Bréhier, um dos mais respeitados historiadores da filosofia, examina como os estoicos, em particular os primeiros pensadores como Zenão, Cleantes e Crisipo, conceberam entidades como o tempo, o lugar, o vácuo e o significado – os incorporais – que, embora não possuam corpo, são fundamentais para a experiência e a compreensão do mundo. A obra desafia a visão platônica da alma aprisionada no corpo, propondo uma perspectiva onde a alma é a vitalidade imanente que tensiona o corpo e lhe confere virtudes racionais.
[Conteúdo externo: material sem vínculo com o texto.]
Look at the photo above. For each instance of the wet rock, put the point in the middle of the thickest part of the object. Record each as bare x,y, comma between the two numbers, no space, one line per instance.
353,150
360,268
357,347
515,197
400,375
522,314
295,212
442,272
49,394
Este estudo não apenas ilumina a complexidade do estoicismo antigo, mas também revela sua surpreendente atualidade, influenciando pensadores do século XX como Gilles Deleuze, Michel Foucault e Jacques Derrida. Bréhier demonstra como a teoria dos incorporais oferece uma lente para problematizar a própria natureza do pensamento e da existência, tornando-se um grito precursor em favor da multiplicidade e de uma nova forma de pensar o ser.
Uma leitura essencial para aqueles que buscam compreender as raízes do pensamento filosófico ocidental e sua contínua relevância para as discussões contemporâneas sobre ontologia e a relação entre corpo e mente.